Shaeffer works on a task force, led by Farmer, which is investigating the emergency response to the jetliner crashes at the World Trade Center, the Pentagon and a field in Shanksville, Pa.
The goal, Farmer said, is to find lessons that will improve the reaction to future attacks, should they come.
The commission has until May to report on topics including intelligence, diplomacy, aviation and the flow of assets to terror organizations. Even as he focuses on his task force, Shaeffer--whose wife, Brenda, works at the Naval Surface Warfare Center, Dahlgren Division--immerses himself in the full scope of the inquiry.
He watched from the audience, quietly and intently, as the commission held a two-day hearing last month on aviation security.

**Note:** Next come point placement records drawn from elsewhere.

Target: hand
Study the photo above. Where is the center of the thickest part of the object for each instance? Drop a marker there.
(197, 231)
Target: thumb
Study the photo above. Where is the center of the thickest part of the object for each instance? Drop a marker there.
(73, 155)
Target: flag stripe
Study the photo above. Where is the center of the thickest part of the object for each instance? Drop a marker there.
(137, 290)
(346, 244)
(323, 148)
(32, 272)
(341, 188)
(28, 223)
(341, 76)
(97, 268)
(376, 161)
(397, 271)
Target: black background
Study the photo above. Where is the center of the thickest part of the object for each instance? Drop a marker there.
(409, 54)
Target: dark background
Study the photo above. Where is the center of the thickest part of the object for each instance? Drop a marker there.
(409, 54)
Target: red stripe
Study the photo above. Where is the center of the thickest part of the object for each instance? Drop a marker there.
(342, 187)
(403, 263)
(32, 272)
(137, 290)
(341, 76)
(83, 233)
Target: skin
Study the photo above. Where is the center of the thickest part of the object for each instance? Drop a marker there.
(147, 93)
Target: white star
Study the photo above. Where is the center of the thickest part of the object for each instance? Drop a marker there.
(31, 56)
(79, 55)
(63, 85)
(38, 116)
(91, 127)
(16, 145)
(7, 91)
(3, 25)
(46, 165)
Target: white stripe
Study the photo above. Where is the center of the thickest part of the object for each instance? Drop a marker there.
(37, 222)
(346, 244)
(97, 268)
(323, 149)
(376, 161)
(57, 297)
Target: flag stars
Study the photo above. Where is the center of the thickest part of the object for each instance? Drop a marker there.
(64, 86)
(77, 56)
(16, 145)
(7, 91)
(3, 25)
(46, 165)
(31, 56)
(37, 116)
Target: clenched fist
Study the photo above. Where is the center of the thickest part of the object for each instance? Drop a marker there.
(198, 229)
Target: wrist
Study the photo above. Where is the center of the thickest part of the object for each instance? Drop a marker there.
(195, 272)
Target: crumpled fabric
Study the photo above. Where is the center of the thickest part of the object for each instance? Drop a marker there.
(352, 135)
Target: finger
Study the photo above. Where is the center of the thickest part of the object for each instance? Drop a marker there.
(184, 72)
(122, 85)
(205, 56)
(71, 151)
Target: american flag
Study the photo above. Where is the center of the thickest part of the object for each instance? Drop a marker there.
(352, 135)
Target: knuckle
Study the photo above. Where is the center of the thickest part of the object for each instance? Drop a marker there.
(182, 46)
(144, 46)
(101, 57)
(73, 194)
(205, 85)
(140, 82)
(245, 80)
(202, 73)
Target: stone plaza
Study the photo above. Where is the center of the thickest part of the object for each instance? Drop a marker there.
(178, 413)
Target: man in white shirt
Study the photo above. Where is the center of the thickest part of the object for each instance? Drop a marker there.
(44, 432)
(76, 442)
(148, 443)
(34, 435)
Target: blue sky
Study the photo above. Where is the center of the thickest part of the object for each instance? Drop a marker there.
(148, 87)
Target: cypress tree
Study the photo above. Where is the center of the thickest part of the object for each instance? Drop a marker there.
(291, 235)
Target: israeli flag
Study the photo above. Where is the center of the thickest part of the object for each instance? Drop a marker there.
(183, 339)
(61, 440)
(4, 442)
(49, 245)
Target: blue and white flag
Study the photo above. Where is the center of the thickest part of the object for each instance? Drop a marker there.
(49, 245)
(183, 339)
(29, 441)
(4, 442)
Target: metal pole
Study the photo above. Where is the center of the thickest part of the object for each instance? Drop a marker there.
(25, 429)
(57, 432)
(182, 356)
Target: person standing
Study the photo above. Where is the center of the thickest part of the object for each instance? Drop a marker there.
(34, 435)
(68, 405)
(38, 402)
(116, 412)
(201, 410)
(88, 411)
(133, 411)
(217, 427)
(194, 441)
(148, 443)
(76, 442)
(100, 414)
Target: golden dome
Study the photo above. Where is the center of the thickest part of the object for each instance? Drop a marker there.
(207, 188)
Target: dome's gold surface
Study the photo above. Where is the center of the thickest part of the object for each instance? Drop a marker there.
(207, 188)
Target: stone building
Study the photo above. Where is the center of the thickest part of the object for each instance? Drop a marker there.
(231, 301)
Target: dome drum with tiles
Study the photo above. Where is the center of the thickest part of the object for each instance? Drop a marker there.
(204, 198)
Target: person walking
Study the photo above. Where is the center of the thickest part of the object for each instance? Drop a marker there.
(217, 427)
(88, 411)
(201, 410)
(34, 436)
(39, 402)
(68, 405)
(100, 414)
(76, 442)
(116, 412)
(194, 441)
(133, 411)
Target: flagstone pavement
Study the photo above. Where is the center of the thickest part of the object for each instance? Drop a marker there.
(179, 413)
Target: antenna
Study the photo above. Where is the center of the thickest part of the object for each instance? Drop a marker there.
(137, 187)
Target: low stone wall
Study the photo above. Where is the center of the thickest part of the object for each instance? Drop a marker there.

The office in his Stafford home, 45 miles from the now-repaired Pentagon, features a shelf of books he has read, including "Report from Ground Zero," "Who Becomes a Terrorist and Why" and "Inside Al Qaeda."
"Being a survivor," Shaeffer said, "I'm trying to learn every lesson I can."
Other commission staffers also suffered personally on Sept. 11. Elinore Hartz, a liaison to victim families, lost her husband at the World Trade Center. John Azzarello, a former federal prosecutor working as a commission counsel, lost two brothers-in-law.